Blog Feed Post

Auto-Mitigation with Dynatrace AI – or shall we call it Self-Healing?

After our AI-Driven DevOps webinar with Anil from Verizon Enterprise I got into a debate with my colleague Dave Anderson on how to call the auto mitigation approach we discussed during the webinar: Is it “auto mitigation”, “auto remediation” or shall we be bold and call it “self-healing”?

Instead of getting caught up on terminology I thought to write this blog post and explain our thoughts and let you decide on what you think we should be calling it.

Here is the animated slide from our webinar that started the discussion:

AI Detected Problem details allow us to build smarter automated mitigation actions. No need to wake up engineers at 2AM every time a problem happens.

Our point of the webinar was that with the Dynatrace AI (Artificial Intelligence) analyzed data, we can trigger and build much smarter Auto Mitigation actions. Here are our thoughts to explain the slide:

  • Escalate at 2AM? Dynatrace auto detects the problem and how many end users and service endpoints are impacted and this translates directly to the severity of our escalation process.
  • Auto Mitigate!
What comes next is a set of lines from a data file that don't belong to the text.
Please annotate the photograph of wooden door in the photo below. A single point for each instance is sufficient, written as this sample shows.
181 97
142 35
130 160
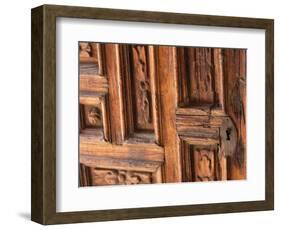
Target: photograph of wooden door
161 114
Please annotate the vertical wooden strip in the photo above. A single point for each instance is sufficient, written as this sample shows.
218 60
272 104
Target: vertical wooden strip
126 77
115 92
235 96
101 59
141 88
167 73
105 118
155 95
218 72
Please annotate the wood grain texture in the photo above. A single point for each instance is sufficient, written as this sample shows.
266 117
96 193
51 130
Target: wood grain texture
44 122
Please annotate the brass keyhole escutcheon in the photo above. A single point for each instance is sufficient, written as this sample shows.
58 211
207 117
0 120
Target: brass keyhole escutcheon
228 133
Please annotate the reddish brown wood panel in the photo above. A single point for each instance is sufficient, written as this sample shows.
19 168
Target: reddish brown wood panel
159 114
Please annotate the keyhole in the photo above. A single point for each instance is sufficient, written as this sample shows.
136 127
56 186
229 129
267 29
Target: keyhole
228 132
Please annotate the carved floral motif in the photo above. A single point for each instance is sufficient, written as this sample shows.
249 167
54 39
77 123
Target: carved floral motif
85 49
94 116
116 176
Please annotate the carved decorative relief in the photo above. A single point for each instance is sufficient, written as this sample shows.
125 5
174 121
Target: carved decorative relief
103 176
204 164
142 88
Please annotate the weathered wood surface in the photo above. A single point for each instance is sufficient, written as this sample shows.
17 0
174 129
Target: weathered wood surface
159 114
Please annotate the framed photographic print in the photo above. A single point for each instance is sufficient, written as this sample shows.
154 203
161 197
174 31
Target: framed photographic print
140 114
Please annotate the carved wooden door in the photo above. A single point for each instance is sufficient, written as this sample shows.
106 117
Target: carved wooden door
159 114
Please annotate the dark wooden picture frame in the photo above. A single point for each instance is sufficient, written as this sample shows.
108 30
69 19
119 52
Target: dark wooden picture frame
43 170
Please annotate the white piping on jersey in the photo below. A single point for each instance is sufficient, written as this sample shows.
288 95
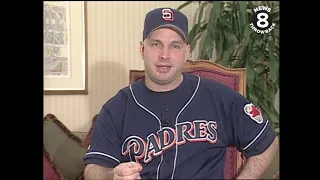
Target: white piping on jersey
153 116
257 136
191 98
103 154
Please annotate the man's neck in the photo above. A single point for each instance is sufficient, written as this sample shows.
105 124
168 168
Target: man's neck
163 87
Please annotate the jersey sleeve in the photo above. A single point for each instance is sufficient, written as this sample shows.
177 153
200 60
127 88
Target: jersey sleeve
105 147
252 131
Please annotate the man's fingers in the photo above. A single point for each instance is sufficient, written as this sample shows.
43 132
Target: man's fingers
126 169
132 164
130 177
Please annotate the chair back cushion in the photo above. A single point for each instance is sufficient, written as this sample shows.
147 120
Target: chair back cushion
64 147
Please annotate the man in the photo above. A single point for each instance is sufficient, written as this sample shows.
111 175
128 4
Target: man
174 125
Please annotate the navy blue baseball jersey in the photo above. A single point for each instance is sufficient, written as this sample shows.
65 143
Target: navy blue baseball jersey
183 133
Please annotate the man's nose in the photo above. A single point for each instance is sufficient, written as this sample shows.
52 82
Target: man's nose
165 53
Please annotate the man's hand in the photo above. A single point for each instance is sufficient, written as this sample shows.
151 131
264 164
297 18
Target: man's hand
127 171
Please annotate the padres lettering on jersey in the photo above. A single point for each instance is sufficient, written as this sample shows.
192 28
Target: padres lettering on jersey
156 144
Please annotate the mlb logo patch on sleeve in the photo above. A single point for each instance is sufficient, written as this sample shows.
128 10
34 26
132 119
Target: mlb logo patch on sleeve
254 113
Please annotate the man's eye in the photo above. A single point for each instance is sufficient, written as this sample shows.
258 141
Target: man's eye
176 47
155 44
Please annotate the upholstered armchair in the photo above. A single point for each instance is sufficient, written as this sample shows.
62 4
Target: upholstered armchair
234 78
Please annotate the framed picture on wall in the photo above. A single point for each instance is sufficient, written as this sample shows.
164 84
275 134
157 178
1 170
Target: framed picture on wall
65 48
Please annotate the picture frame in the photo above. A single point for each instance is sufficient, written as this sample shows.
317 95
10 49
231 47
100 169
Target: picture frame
65 48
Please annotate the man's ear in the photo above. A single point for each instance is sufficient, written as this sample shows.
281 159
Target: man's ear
141 49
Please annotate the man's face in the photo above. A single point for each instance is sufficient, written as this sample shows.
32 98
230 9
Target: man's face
164 53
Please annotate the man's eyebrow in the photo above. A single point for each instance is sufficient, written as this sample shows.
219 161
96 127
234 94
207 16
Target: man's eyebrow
157 40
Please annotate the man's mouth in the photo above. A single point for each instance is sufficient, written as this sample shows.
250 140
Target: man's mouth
163 68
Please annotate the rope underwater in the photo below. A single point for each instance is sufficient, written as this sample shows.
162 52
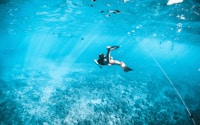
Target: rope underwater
172 84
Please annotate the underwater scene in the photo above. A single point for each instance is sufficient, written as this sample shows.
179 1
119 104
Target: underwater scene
99 62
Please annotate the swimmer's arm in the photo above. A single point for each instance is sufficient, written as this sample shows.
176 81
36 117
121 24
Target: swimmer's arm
97 63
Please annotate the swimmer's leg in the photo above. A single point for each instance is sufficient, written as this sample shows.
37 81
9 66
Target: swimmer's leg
124 67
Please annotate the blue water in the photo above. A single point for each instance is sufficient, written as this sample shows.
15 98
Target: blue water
48 77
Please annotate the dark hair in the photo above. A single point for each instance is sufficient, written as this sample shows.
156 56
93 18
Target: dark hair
101 55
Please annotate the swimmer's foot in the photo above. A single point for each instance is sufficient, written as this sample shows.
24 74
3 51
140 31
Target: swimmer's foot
112 47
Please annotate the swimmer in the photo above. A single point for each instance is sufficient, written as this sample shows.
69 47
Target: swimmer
108 60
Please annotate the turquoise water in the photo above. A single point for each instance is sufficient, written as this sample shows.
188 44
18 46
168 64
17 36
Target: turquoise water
48 77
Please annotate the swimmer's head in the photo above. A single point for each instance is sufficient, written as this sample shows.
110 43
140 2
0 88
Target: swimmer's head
101 55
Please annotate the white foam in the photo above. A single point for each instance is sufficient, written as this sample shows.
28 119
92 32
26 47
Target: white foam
170 2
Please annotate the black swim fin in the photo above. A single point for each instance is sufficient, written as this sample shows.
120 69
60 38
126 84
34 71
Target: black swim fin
127 69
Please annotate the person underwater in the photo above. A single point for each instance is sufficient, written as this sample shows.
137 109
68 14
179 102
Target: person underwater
108 60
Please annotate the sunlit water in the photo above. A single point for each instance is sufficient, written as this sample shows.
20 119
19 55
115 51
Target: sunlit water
47 73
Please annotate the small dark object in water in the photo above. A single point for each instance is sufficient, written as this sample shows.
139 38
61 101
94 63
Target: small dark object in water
116 11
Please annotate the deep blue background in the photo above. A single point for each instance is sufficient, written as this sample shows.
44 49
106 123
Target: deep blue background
47 73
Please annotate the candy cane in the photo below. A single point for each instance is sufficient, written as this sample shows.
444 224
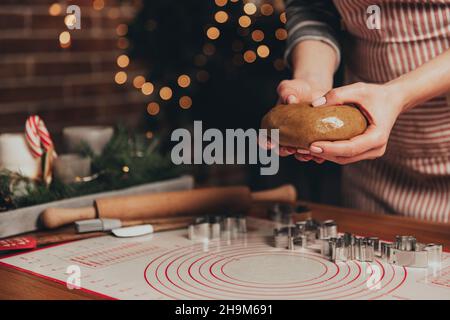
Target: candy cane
37 136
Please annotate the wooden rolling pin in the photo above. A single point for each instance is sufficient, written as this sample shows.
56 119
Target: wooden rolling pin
169 204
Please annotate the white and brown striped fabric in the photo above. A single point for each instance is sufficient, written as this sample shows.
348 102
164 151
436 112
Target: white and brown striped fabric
413 178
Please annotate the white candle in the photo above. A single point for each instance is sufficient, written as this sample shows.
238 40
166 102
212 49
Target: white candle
96 137
16 156
71 167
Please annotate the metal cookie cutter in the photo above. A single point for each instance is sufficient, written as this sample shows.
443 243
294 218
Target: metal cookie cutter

Dynatrace is aware of all important events across all entities involved in the problem. (e.g: network connection issue, critical log message after a configuration change, CPU exhaustion) This allows us to write smarter auto-mitigation steps to address the root cause and not the symptom of the problem!
  • Update Dev Ticket! If the mitigation actions work, we can automatically update the JIRA ticket about the executed actions and in the daily stand-up, developers can discuss what happened last night.
  • Mark Bad Commits! If the mitigation actions didn’t solve the problem, we still have the option to rollback and mark the responsible Pull Request as BAD and Detailed Analysis can be done in the post-mortem retrospective!
  • Escalate as last resort! If rolling back doesn’t solve the situation, it’s time to definitely escalate – even at 2AM!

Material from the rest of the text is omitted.